O filme está disponível até a meia noite da sexta-feira (19). (Foto: Divulgação)
O filme está disponível até a meia noite da sexta-feira (19). (Foto: Divulgação)
 
Em 1985, com o fim da ditadura militar, a efervescência do Centro de Artes e Comunicação da Universidade Federal de Pernambuco (UFPE) representou um capítulo importante para o cinema nacional. Um vislumbre de retomada, mesmo que lenta, da produção profissional no estado. O filme Baile perfumado (1996), dirigido por Lírio Ferreira e Paulo Caldas, é visto como um marco zero desse momento. O longa remete diretamente às atividades do Vanretrô, formado na época por, além da dupla citada, nomes como Adelina Pontual, Samuel Paiva e Cláudio Assis. O grupo que edificou a cena, agora assiste ao desmonte das conquistas. Hoje, no Dia do Cinema Brasileiro, num misto de celebração, aflição em relação ao futuro e adaptação aos novos tempos de pandemia, uma obra de um membro desta turma será disponibilizada ao público: Piedade, novo trabalho de Cláudio Assis. O longa abre hoje o Festival de Pré-Estreias Online do Espaço Itaú de Cinema, e terá exibição gratuita até meia-noite no site: itaucinemas.com.br/espacoitauplay.
 
Todos os filmes da programação, à exceção de Piedade hoje, ficarão disponíveis por 48 horas no site do Espaço Itaú de Cinema, ao preço de R$ 10. Do valor, 20% será destinado à APRO (Associação Brasileira da Produção de Obras Audiovisuais).

O longa pernambucano se passa na cidade fictícia de Piedade e foi filmado na cidade do Cabo de Santo Agostinho, na Região Metropolitana do Recife, de frente para o Porto de Suape. Nessa paisagem que oscila entre a força do capital e a natureza exuberante, moram Dona Carminha (Fernanda Montenegro) e o filho, Omar (Irandhir Santos). Os dois comandam um bar que outrora era ponto turístico e local do cotidiano de pescadores, mas que, após os impactos ambientais causados pelo porto, não conseguem mais pescar. Por conta da poluição e dos tubarões, de forma irônica e cruel, são obrigados a comprar o próprio peixe.
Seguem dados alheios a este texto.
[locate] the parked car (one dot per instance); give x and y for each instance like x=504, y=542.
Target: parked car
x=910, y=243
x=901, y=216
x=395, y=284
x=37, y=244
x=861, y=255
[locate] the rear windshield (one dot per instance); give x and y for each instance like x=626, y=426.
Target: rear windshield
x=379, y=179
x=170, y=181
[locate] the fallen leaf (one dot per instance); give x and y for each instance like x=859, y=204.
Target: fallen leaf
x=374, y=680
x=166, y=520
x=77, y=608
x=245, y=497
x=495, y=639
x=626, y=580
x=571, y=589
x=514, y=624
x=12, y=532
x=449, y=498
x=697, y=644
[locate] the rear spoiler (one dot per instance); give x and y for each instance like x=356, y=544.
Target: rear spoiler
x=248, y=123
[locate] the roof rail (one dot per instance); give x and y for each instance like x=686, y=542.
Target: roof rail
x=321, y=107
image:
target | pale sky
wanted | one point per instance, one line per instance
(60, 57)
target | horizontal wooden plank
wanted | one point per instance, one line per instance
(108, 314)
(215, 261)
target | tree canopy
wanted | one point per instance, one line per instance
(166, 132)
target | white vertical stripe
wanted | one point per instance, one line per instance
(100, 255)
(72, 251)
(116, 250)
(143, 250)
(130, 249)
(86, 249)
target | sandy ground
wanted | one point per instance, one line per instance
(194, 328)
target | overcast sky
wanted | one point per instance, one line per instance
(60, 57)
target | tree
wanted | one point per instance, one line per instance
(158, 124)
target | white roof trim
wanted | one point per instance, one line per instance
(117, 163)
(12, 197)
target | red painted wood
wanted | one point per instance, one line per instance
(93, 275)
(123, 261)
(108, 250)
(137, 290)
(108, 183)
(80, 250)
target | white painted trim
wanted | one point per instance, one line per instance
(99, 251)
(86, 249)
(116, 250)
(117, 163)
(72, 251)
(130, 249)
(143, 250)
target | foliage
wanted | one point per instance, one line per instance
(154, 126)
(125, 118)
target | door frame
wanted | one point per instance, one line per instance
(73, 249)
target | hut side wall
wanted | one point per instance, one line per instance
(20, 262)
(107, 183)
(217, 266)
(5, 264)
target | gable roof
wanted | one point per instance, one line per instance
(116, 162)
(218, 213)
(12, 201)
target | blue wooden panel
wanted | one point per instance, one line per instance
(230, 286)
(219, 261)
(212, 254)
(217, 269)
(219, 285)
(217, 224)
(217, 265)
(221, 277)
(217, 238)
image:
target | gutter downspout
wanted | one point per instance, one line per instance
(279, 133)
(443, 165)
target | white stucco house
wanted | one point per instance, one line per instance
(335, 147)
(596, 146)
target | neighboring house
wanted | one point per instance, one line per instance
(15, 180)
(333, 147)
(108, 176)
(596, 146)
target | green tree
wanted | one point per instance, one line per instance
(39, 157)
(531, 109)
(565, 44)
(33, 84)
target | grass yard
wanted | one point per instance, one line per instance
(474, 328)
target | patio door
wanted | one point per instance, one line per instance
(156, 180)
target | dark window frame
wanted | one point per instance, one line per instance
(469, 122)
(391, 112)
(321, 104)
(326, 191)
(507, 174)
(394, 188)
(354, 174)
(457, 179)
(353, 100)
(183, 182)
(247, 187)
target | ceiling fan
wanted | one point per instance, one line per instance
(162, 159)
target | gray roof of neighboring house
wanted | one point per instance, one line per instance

O ponto se tornou então o objeto de interesse de Aurélio (Matheus Nachtergaele), executivo da empresa Petrogreen, interessado em comprar o lugar e indenizar os moradores.
 
A partir do argumento e direção de Cláudio, com o roteiro de Hilton Lacerda, a história ganha contorno pessoais com a vida do diretor. “São exemplos que estão aí na sociedade. São baseados em fatos, mas é uma história fictícia. Faz parte do meu universo. No fim, eu dedico o filme à minha mãe, que fez parte disso. Mas é uma história comum que está acontecendo a toda hora”, diz Assis, em entrevista ao Viver. A história também nos apresenta Sandro (Cauã Reymond), proprietário de um cinema pornô em Piedade, que é um irmão perdido de Omar, inspirado na relação de Cláudio com o irmão que procurou durante boa parte de sua vida.
 
 (Foto: Divulgação)
Foto: Divulgação
Piedade foi rodado em janeiro de 2017, mas passou por caminho tortuoso, principalmente por conta do AVC que acometeu Cláudio na pós-produção. Depois da estreia aclamada no Festival de Brasília no fim do ano passado, o lançamento nos circuitos comerciais estava previsto para abril deste ano, mas foi adiado por conta da pandemia do novo coronavírus. “Mesmo com esses adiamentos, é um filme atemporal. A gente não se preocupa com a data, ele vai lidando com as coisas que estão acontecendo naquele momento”, avalia o diretor. Na estreia em Brasília, a questão ambiental estava em evidência, pelas manchas de óleo no litoral nordestino. “Essa relação pontual fez muito sentido, mas esse é um filme que trata mais de uma vivência, que acontece no Cabo. De uma questão ambiental e social, que existe faz tempo e está acima dessas coisas todas.”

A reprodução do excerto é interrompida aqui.